There’s no way I could admit to James I have stopped loving him and fallen for another man. He’d divorce me and I’d be left penniless

Eliza

“In the year since we started the affair, I’ve probably spent more than £10,000 of James’s money — as well as the £3,000 I’ve paid to him in PT fees.

“The most I’ve ever spent was £600 on one night in a hotel — James was working away in London and I didn’t need to go home. I did rein it in later that month and made sure I didn’t spend anything else for a while.

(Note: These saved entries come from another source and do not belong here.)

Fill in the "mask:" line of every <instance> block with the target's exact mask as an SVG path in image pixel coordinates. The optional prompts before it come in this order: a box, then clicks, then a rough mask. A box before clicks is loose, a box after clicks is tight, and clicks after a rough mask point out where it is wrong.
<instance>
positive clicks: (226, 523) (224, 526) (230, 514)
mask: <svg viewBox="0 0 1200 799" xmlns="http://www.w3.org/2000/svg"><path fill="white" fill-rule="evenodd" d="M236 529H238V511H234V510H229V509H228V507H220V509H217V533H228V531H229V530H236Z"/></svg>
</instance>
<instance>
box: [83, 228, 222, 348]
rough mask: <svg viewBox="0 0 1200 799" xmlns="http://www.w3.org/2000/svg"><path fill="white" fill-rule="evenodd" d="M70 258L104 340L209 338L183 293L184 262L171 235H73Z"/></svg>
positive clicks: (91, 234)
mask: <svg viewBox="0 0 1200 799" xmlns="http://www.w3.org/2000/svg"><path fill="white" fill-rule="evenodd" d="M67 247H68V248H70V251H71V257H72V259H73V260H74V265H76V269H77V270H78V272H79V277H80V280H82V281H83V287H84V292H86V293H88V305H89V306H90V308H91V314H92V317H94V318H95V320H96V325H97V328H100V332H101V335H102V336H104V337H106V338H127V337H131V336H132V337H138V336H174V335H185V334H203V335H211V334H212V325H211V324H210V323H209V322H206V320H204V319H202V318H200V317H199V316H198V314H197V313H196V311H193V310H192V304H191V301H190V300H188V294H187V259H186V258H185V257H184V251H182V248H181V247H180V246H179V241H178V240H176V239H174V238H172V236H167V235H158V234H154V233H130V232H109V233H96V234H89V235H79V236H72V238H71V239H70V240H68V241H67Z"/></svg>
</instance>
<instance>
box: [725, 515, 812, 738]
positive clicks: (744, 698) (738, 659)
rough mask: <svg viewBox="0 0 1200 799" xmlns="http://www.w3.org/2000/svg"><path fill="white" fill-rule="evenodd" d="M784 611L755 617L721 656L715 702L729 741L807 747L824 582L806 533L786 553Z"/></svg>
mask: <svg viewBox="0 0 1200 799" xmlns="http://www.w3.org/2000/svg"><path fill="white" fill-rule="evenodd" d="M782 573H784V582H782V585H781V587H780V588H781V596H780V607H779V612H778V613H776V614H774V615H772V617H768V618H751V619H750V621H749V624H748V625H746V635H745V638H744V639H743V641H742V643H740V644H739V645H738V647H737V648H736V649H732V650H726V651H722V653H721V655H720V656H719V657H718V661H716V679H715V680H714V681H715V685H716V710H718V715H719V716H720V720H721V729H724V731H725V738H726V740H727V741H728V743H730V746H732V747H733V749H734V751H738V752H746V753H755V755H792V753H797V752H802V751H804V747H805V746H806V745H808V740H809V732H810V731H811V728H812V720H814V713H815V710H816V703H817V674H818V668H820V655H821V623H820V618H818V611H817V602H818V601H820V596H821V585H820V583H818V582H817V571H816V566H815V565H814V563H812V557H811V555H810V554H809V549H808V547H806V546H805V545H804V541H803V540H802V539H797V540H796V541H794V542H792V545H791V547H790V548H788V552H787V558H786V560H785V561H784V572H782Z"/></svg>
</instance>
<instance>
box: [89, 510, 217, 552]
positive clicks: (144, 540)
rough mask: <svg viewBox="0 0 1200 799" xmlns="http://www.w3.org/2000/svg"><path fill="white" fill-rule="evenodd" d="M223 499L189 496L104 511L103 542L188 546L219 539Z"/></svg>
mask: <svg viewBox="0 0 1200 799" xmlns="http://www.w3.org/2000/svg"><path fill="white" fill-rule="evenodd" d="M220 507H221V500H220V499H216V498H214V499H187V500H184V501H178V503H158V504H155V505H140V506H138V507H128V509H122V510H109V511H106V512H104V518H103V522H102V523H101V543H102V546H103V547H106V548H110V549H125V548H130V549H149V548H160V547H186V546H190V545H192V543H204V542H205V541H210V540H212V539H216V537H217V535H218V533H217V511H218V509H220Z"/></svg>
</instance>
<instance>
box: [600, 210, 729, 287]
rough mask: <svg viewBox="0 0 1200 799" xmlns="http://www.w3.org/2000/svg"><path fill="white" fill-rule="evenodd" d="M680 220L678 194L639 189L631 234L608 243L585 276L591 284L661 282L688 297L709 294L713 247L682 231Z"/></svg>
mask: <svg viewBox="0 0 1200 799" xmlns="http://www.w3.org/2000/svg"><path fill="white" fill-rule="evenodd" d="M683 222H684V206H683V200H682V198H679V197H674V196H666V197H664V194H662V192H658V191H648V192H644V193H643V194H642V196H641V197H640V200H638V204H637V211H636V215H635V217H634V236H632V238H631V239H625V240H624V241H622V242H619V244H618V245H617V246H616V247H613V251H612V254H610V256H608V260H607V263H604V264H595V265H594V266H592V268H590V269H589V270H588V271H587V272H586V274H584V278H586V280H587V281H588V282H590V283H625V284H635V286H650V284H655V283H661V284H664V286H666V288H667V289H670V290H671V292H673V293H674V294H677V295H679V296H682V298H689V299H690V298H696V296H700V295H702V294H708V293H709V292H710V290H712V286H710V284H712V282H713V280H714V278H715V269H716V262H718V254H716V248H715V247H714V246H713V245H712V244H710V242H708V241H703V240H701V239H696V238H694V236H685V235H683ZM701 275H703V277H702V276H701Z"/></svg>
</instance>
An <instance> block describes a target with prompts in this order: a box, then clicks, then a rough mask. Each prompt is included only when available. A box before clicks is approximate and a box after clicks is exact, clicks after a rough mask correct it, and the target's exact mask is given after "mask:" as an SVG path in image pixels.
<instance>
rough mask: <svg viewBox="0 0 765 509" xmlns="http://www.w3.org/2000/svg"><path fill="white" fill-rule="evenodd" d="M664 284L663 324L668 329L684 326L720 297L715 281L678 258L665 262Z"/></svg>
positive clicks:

“And when James is home, I make sure I return from my ‘shopping trips’ with clothes. I keep a few bags in my car boot and I’ve bought some cheaper sale items from designer shops. He was pleased when I told him I decided to pay for all my shopping in cash, so I can keep a closer eye on what I’m spending.

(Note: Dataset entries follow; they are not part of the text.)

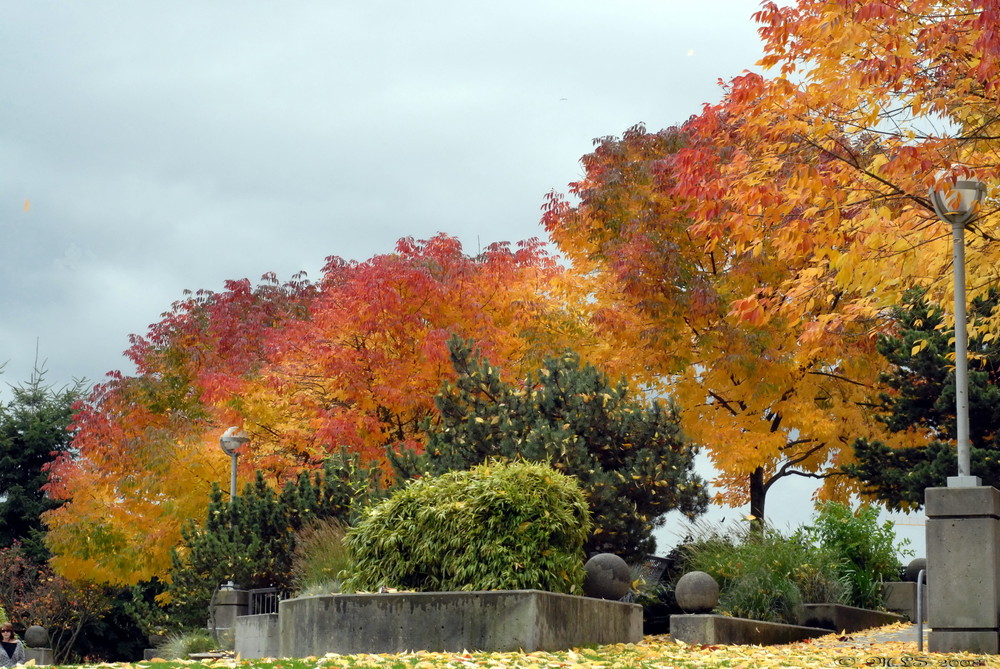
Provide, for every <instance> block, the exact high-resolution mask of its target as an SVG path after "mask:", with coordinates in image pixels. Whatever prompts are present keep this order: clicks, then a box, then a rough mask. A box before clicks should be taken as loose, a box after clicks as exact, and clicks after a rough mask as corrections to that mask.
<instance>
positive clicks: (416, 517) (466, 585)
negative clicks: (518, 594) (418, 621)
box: [343, 461, 590, 593]
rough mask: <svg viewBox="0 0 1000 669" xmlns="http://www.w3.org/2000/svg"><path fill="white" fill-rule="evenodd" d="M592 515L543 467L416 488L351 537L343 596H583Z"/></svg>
mask: <svg viewBox="0 0 1000 669" xmlns="http://www.w3.org/2000/svg"><path fill="white" fill-rule="evenodd" d="M589 515H590V514H589V511H588V508H587V503H586V501H585V499H584V496H583V493H582V492H581V491H580V488H579V486H578V485H577V483H576V481H575V480H574V479H573V478H571V477H568V476H564V475H562V474H560V473H559V472H556V471H555V470H553V469H551V468H549V467H548V466H546V465H542V464H535V463H528V462H523V461H521V462H513V463H503V462H500V461H493V462H488V463H485V464H483V465H480V466H478V467H474V468H472V469H470V470H466V471H456V472H450V473H447V474H443V475H441V476H438V477H431V478H424V479H417V480H413V481H410V482H408V483H407V484H406V485H405V486H403V487H401V488H399V489H398V490H396V492H394V493H393V494H392V495H391V496H390V497H389V498H388V499H386V500H384V501H383V502H381V503H380V504H378V505H376V506H374V507H372V508H370V509H369V510H368V512H367V513H366V514H365V515H364V516H363V517H362V519H361V520H360V521H359V522H358V523H357V524H356V525H355V526H354V527H352V528H351V529H350V530H348V534H347V540H346V543H347V546H348V548H349V549H350V551H351V554H352V566H351V567H350V570H349V573H348V574H345V576H346V578H345V579H344V583H343V589H344V591H345V592H352V591H354V592H357V591H375V590H378V589H380V588H382V587H385V588H392V589H399V590H415V591H448V590H518V589H538V590H547V591H551V592H563V593H578V592H581V591H582V587H583V579H584V567H583V565H584V558H585V556H584V552H583V545H584V541H585V540H586V538H587V536H588V533H589V531H590V517H589Z"/></svg>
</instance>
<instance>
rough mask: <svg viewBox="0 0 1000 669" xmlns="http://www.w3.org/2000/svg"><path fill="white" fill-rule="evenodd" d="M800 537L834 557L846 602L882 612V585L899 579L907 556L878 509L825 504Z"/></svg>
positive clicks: (834, 502) (905, 543)
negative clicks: (836, 559)
mask: <svg viewBox="0 0 1000 669" xmlns="http://www.w3.org/2000/svg"><path fill="white" fill-rule="evenodd" d="M799 534H800V535H801V537H802V538H803V539H805V540H807V541H810V542H812V543H814V544H816V545H819V546H822V547H823V548H824V549H825V550H827V551H828V552H830V553H831V554H833V555H834V556H835V557H836V559H837V563H838V573H839V575H840V578H841V579H842V580H843V581H844V582H845V583H846V584H847V586H848V596H847V602H846V603H848V604H850V605H852V606H859V607H861V608H866V609H881V608H883V602H882V583H883V582H885V581H893V580H896V579H897V578H898V574H899V570H900V566H901V565H900V562H899V555H901V554H904V555H905V554H909V553H910V551H909V550H907V549H906V548H905V547H906V545H907V544H908V543H909V542H908V541H906V540H903V541H901V542H899V543H898V544H897V541H896V532H895V530H894V529H893V525H892V521H888V520H886V521H883V522H879V510H878V508H876V507H874V506H871V505H867V504H866V505H862V506H861V507H859V508H858V509H857V511H855V510H853V509H851V507H850V506H848V505H846V504H842V503H839V502H826V503H824V504H821V505H820V506H819V512H818V513H817V515H816V519H815V520H814V521H813V524H812V525H808V526H806V527H804V528H802V530H801V531H800V532H799Z"/></svg>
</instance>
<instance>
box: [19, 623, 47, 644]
mask: <svg viewBox="0 0 1000 669" xmlns="http://www.w3.org/2000/svg"><path fill="white" fill-rule="evenodd" d="M24 644H25V645H26V646H28V647H29V648H48V647H49V633H48V631H47V630H46V629H45V628H44V627H42V626H41V625H32V626H31V627H29V628H28V629H26V630H25V631H24Z"/></svg>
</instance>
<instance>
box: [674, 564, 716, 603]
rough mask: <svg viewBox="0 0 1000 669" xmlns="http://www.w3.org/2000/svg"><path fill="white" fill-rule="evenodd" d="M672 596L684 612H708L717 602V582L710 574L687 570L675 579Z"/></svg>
mask: <svg viewBox="0 0 1000 669" xmlns="http://www.w3.org/2000/svg"><path fill="white" fill-rule="evenodd" d="M674 598H675V599H676V600H677V606H679V607H681V609H682V610H683V611H684V612H685V613H708V612H709V611H711V610H712V609H714V608H715V606H716V605H717V604H718V603H719V584H718V583H716V582H715V579H714V578H712V576H711V575H710V574H706V573H705V572H703V571H689V572H688V573H686V574H684V575H683V576H681V578H680V580H678V581H677V587H676V589H675V590H674Z"/></svg>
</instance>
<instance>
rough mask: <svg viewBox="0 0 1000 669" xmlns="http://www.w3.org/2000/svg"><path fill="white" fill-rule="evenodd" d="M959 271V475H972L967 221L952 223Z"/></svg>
mask: <svg viewBox="0 0 1000 669" xmlns="http://www.w3.org/2000/svg"><path fill="white" fill-rule="evenodd" d="M952 231H953V235H952V241H953V246H954V252H953V256H954V265H955V266H954V270H955V272H954V273H955V421H956V435H955V436H956V442H957V445H958V475H959V476H970V475H971V467H970V464H969V357H968V342H969V335H968V332H967V330H966V313H965V221H962V222H961V223H959V222H953V223H952Z"/></svg>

“And he jokes to his mates about my shopping addiction. He’s no idea he sees me buy the same stuff again and again.”

Eliza feels there is no way out of her situation.

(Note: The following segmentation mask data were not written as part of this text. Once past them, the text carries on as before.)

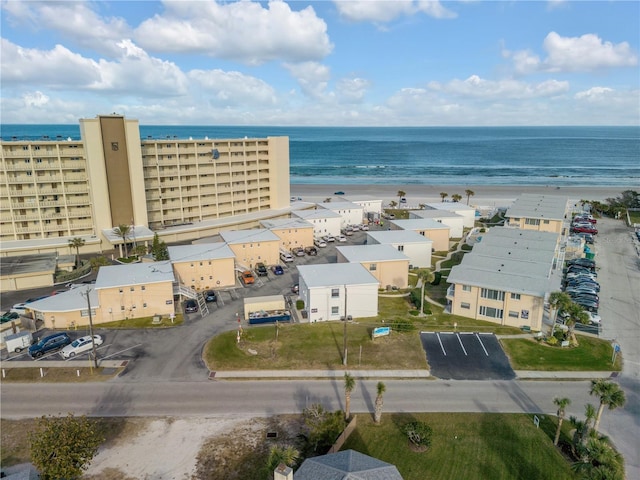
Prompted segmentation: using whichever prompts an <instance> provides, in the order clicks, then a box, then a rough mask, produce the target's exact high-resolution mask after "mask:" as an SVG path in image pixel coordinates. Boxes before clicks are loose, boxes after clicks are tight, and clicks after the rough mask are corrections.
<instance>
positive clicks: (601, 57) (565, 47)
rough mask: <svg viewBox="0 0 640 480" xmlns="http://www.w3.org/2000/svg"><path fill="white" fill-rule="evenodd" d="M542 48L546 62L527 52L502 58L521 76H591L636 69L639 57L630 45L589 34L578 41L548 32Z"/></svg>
mask: <svg viewBox="0 0 640 480" xmlns="http://www.w3.org/2000/svg"><path fill="white" fill-rule="evenodd" d="M543 48H544V50H545V51H546V53H547V57H546V58H545V59H541V58H540V57H539V56H538V55H536V54H534V53H533V52H531V51H529V50H521V51H518V52H515V53H511V52H507V51H504V52H503V55H504V56H505V57H507V58H511V59H512V60H513V64H514V68H515V71H516V72H517V73H518V74H520V75H527V74H530V73H535V72H552V73H555V72H592V71H595V70H600V69H605V68H618V67H634V66H637V65H638V55H637V54H636V53H635V52H633V50H632V49H631V47H630V45H629V43H627V42H621V43H618V44H615V45H614V44H613V43H611V42H605V41H603V40H602V39H601V38H600V37H598V36H597V35H594V34H591V33H589V34H585V35H582V36H580V37H562V36H560V35H558V34H557V33H556V32H550V33H549V34H548V35H547V36H546V38H545V39H544V42H543Z"/></svg>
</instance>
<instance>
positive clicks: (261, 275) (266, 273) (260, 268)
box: [256, 262, 269, 277]
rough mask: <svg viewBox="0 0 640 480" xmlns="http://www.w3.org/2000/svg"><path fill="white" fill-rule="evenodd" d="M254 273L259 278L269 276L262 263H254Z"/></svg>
mask: <svg viewBox="0 0 640 480" xmlns="http://www.w3.org/2000/svg"><path fill="white" fill-rule="evenodd" d="M256 273H257V274H258V276H259V277H266V276H267V275H269V271H268V270H267V267H266V266H265V264H264V263H262V262H258V263H256Z"/></svg>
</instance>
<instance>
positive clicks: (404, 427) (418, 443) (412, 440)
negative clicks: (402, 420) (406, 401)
mask: <svg viewBox="0 0 640 480" xmlns="http://www.w3.org/2000/svg"><path fill="white" fill-rule="evenodd" d="M402 433H404V434H405V435H406V436H407V438H408V439H409V441H410V442H411V443H412V444H413V445H415V446H416V447H422V448H425V449H426V448H428V447H430V446H431V437H432V436H433V430H432V429H431V427H430V426H429V425H427V424H426V423H424V422H417V421H416V422H409V423H407V424H406V425H405V426H403V427H402Z"/></svg>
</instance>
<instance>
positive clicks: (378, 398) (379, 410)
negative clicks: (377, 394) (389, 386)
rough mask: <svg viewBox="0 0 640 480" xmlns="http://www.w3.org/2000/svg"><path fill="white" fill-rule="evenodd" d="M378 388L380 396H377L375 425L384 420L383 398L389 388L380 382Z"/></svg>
mask: <svg viewBox="0 0 640 480" xmlns="http://www.w3.org/2000/svg"><path fill="white" fill-rule="evenodd" d="M376 388H377V390H378V395H376V406H375V413H374V415H373V421H374V422H375V423H380V420H381V419H382V406H383V405H384V401H383V398H382V396H383V395H384V392H386V391H387V386H386V385H385V384H384V383H382V382H378V385H377V387H376Z"/></svg>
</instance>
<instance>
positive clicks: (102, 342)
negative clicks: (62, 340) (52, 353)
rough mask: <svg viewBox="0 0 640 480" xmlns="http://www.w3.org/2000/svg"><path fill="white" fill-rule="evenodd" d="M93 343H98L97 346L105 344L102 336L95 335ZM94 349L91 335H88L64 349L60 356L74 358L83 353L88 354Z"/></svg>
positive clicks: (70, 344) (76, 339) (67, 346)
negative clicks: (73, 357)
mask: <svg viewBox="0 0 640 480" xmlns="http://www.w3.org/2000/svg"><path fill="white" fill-rule="evenodd" d="M93 341H94V342H95V343H96V346H99V345H102V343H103V342H104V340H103V339H102V337H101V336H100V335H94V336H93ZM92 348H93V345H92V343H91V335H86V336H84V337H80V338H78V339H76V340H74V341H73V342H71V343H70V344H69V345H67V346H66V347H64V348H63V349H62V350H61V351H60V355H62V357H63V358H72V357H75V356H76V355H79V354H81V353H84V352H88V351H89V350H91V349H92Z"/></svg>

She says: “I sometimes feel guilty. I don’t hate James, I just shouldn’t have married him and now I’m trapped.

“But selfishly, I get to have somebody who adores me, and to feel good about myself, and my marriage feels more bearable. I don’t feel as guilty towards Rob’s wife — they’re not in love, anyway, but I’d feel awful if his daughter knew.

“I try not to think about what would happen if James found out. I suppose I could get a job, but whatever I would earn wouldn’t be enough to keep me living in the area I am in now.

“Maybe one day, when Rob is ready to leave his wife, I’ll be brave enough to leave James too, when [Rob and I] can find somewhere to live together.

“But for now, I don’t have a choice but to stay married.”